This study provides an early look at changes in the Indiana workers’ compensation system following significant legislation in 2013 and 2014 that focused on several key policy concerns. House Enrolled Act (HEA) 1320 addressed hospital costs, which were a key driver of higher-than-typical medical payments in Indiana, by enacting a hospital fee schedule effective July 1, 2014. The legislation also addressed the lower maximum statutory benefit by increasing those benefits in three yearly increments beginning in 2014. The data in this report reflect up to 15 months of experience under the income benefit provisions of HEA 1320 and up to 21 months of experience under the hospital fee schedule.

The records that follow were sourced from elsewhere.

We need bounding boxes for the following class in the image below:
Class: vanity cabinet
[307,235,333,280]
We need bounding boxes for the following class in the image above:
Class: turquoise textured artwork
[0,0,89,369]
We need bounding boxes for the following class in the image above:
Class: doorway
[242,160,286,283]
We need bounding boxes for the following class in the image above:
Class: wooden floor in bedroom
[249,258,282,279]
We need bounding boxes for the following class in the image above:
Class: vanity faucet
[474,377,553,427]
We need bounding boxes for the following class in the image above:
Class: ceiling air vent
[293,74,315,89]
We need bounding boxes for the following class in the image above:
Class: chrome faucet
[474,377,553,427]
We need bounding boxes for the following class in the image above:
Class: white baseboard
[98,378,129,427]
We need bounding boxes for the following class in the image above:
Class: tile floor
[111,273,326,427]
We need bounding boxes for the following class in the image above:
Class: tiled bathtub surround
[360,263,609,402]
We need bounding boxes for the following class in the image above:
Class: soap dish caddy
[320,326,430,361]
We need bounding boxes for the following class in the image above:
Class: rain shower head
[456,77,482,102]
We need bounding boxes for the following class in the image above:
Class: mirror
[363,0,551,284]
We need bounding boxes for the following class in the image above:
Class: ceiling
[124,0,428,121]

The study can help policymakers and other stakeholders interested in the system identify current cost drivers and emerging trends. It compares Indiana’s performance with 17 other states (Arkansas, California, Florida, Georgia, Illinois, Iowa, Kentucky, Louisiana, Massachusetts, Michigan, Minnesota, New Jersey, North Carolina, Pennsylvania, Texas, Virginia, and Wisconsin), focusing on income benefits, overall medical payments, costs, use of benefits, duration of disability, litigiousness, benefit delivery expenses, timeliness of payment, permanent partial disability, temporary total disability, and other metrics.
The study also examined how these system performance metrics have changed, mainly from 2010 to 2015, for claims at various claim maturities. Claims with experience through 2016 for injuries up to and including 2015 were analyzed. In some cases, a longer time frame is used to supply a historical context for key metrics.
CompScope™ Benchmarks for Indiana, 17th Edition. Carol A. Telles. April 2017. WC-17-05.